戸籍上の名前はまだ慣れねえなあ、と鞄の中で呻いていれば、あんまりな返答が聞こえたものでつい口を挟む。誰だよ鞄を開けてじっとこちらを見て無言で入れと命令してきたのは。まあ最初は勝手に入ってたけども。
ワガハイの返答、よそから聞けばただの鳴き声にきゃあと色めき立った声が上がる。こんなに愛想がないのに付きまとわれるのはいい迷惑だろうに、押せば勝ちという真理を知っているらしい声の主はまだアケチについてくる様子だ。

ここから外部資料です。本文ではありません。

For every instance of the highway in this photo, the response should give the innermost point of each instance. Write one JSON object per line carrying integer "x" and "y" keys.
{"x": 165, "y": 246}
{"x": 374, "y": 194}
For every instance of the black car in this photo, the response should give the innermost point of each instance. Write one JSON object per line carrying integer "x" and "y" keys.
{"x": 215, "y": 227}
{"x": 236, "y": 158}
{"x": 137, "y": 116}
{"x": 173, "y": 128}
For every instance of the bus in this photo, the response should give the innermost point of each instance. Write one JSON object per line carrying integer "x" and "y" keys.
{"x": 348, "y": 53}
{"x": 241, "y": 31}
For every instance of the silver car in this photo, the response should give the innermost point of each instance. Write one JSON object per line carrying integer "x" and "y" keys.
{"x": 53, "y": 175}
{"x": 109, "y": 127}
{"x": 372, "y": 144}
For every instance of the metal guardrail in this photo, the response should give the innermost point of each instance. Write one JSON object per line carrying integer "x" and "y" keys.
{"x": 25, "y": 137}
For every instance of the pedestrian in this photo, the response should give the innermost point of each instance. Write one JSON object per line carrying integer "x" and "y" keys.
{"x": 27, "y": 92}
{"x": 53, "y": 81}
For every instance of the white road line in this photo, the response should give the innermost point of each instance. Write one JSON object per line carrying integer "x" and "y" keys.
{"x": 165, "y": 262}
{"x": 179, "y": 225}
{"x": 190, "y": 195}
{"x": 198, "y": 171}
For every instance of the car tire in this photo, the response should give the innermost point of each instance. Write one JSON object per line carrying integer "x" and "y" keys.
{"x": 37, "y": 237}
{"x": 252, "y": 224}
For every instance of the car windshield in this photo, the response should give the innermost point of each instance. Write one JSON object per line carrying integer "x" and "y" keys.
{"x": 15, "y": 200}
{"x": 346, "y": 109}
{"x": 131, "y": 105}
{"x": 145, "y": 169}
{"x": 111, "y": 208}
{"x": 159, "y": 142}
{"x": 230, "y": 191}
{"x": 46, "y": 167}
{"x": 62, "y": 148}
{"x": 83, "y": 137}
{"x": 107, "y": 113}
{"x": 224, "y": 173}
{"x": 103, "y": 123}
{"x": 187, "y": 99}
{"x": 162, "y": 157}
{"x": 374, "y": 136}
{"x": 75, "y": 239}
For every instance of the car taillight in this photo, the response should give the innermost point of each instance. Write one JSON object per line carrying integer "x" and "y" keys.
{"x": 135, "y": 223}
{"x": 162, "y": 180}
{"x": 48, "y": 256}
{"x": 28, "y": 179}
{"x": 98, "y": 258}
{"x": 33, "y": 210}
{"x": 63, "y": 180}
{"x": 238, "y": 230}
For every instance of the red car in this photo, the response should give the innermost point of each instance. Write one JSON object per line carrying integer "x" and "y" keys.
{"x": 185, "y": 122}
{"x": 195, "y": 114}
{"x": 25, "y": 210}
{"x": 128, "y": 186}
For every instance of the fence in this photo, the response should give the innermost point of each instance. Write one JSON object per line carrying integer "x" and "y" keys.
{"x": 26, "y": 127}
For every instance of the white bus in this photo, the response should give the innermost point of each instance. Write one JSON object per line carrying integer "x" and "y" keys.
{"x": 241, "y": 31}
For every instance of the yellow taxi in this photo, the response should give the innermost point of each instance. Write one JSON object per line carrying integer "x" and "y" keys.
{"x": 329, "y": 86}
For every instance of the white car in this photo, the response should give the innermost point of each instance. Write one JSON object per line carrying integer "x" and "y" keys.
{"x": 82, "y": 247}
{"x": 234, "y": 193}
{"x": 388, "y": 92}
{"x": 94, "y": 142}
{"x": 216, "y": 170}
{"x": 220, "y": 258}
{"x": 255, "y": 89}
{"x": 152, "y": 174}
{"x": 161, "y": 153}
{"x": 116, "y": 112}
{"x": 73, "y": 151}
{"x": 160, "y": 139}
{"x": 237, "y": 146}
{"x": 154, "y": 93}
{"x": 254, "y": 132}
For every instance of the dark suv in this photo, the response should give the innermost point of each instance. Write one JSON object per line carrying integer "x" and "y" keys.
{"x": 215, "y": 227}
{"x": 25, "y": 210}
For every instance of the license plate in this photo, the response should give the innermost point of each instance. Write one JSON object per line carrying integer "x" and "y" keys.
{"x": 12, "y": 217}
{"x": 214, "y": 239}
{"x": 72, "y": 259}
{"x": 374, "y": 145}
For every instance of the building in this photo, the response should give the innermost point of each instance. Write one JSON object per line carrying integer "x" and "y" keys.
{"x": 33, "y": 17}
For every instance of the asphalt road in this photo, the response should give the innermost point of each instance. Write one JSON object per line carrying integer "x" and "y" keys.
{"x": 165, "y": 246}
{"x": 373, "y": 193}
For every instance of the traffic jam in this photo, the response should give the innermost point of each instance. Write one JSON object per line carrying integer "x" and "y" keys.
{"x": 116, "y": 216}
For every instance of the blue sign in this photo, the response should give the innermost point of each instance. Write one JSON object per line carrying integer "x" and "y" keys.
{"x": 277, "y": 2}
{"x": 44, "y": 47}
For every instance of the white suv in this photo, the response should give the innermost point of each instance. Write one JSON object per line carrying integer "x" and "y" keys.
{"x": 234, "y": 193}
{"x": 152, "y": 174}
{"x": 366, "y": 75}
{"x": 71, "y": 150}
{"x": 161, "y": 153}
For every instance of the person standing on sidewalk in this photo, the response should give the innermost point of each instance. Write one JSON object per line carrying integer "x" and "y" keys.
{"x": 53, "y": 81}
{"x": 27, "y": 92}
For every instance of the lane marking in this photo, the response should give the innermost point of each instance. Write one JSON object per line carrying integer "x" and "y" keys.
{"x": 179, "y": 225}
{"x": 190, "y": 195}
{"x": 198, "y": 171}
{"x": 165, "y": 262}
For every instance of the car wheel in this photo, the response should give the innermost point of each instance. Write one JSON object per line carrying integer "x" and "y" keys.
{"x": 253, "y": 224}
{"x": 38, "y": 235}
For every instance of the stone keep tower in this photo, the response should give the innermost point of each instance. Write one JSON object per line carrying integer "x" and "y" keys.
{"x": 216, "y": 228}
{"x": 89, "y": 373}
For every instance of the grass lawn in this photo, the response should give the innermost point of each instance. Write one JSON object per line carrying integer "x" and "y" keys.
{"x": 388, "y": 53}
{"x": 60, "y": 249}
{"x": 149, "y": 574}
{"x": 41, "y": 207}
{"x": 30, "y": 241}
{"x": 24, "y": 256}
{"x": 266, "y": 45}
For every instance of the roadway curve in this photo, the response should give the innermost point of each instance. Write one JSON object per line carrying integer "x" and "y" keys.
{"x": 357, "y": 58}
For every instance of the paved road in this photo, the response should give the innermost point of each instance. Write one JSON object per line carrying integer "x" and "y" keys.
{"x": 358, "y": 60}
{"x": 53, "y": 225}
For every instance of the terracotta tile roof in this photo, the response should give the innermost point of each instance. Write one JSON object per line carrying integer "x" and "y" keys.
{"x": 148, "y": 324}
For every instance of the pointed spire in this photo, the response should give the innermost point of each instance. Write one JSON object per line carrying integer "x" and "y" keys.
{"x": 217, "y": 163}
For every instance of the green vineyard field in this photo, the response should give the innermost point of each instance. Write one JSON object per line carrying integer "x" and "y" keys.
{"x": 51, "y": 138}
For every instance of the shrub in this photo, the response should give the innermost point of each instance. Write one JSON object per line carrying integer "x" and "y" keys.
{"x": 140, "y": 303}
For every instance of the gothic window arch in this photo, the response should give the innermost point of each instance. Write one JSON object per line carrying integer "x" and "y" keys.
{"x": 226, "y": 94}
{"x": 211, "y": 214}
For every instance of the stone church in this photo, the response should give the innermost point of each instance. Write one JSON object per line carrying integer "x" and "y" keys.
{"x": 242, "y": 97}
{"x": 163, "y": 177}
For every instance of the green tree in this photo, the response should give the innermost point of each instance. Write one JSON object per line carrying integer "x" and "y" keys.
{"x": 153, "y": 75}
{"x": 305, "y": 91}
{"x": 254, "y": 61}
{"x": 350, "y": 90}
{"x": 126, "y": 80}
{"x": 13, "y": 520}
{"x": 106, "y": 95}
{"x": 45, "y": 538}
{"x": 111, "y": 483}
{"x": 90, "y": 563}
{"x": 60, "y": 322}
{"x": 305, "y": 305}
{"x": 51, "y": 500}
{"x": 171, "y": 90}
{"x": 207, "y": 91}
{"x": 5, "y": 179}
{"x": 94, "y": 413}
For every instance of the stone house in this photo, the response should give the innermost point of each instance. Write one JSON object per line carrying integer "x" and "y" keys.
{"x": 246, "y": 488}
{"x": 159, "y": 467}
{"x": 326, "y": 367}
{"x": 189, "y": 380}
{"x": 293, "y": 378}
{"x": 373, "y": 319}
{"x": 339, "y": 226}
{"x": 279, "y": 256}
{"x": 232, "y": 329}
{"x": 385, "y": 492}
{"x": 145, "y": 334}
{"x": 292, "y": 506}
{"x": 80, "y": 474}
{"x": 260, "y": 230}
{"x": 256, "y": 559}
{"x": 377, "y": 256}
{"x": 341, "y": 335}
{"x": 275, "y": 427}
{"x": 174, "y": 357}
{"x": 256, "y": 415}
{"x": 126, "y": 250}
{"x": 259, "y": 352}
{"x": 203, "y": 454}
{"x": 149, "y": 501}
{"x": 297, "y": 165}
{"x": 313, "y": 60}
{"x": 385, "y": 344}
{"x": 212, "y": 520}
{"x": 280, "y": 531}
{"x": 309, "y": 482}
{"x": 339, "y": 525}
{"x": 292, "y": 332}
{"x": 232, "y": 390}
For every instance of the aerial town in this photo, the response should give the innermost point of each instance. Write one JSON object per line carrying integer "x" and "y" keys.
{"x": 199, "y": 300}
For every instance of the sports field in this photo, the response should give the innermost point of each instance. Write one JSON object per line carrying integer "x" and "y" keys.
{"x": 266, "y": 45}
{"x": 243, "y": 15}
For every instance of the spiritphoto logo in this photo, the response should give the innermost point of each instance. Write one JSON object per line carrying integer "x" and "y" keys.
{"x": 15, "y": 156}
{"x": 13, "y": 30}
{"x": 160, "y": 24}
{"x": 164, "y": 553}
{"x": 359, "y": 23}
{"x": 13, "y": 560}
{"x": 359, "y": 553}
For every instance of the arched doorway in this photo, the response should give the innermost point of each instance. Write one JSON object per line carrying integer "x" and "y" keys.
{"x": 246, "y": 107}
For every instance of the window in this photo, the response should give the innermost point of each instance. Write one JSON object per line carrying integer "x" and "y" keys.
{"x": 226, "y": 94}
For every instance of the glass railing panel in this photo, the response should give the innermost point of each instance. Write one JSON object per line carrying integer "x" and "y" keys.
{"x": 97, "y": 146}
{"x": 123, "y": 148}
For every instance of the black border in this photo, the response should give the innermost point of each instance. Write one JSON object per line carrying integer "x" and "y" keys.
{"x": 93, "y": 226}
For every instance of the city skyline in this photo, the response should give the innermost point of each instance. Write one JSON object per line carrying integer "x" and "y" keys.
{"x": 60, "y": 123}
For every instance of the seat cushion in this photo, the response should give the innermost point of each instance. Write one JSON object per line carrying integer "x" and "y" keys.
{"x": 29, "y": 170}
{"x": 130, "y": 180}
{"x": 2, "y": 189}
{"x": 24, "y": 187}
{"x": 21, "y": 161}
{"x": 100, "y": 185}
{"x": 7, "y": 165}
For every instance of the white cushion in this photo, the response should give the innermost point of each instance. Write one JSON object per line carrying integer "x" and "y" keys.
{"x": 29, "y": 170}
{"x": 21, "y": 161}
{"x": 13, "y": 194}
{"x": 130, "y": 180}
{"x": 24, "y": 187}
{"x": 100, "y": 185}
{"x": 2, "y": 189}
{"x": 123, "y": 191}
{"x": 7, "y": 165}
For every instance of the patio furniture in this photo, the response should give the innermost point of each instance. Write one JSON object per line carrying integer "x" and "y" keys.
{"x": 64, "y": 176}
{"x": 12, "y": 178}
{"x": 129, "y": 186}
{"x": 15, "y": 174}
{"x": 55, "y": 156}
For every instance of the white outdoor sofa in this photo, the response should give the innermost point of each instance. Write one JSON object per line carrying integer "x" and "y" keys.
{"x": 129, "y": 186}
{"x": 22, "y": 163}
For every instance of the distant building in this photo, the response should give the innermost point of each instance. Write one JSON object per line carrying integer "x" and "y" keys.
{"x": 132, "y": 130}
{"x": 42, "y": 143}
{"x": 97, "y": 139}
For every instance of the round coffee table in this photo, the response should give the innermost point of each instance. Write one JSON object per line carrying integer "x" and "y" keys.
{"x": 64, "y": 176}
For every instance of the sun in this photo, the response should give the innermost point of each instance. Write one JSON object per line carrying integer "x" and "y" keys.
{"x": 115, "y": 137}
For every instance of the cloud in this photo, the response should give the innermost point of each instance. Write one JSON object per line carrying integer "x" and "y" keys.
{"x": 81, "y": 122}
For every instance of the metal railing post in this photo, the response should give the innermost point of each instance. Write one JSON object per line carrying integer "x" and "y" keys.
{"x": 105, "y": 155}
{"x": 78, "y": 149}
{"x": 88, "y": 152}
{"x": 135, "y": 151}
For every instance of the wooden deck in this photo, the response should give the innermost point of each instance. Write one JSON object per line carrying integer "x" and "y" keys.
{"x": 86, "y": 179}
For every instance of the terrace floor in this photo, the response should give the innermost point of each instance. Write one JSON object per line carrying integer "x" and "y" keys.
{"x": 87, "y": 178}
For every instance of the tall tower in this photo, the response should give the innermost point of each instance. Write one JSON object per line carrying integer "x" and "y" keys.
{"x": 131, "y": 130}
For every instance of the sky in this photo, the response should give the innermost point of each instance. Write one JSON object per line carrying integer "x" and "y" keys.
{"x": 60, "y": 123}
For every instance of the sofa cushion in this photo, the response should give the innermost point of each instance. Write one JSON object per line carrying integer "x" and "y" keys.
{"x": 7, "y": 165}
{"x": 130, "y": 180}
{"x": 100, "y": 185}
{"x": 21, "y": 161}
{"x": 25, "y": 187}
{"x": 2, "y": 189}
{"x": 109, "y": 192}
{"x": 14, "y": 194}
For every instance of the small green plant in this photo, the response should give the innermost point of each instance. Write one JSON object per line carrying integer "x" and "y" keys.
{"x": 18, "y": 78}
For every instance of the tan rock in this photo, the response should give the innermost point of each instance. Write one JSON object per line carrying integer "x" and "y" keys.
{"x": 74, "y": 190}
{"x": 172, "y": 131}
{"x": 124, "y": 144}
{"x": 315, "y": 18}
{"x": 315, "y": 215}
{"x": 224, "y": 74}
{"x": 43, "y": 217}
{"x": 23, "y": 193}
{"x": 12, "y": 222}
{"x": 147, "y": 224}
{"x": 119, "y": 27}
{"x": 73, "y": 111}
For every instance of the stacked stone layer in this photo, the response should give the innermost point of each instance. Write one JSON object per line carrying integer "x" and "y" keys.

鞄に押し込められているから見えないけれども。

「へえぇ、可愛いね。あと×××君面白いね」
「そう。じゃあね」
「ね、連絡先、」

ぐらんぐらんと遠慮なく揺れる鞄は結構な速度を示していて、背後のヒール音も負けじと迫る。「女ってタフだなー」と誰にともなく口にする。

「面倒だから教えない」
「そっか。やっぱり面白いねえ」
「……大学デビューっつうのかな。お前のそれ」
「うるさい」
「やだ!猫と会話してるー!可愛いー!」
「………」
「本当、タフだなー……」

ついにワガハイの声に返事をしてしまったアケチが、愛想なぞドブに捨てたような舌打ちをかます。それでも付いてくる女学生は逞しいというか、なんというか、これならシャドウに見つかるのがマシだと思えるほどに振り切れない。
今まではアケチと共に行動するのが苦ではなかったが、こういうパターンを考えると控えるべきだろうか、とアケチの酷い表情を覗きみてほんの少し同情した。思い切り頭を押し込まれた瞬間に消える程度の感情だった。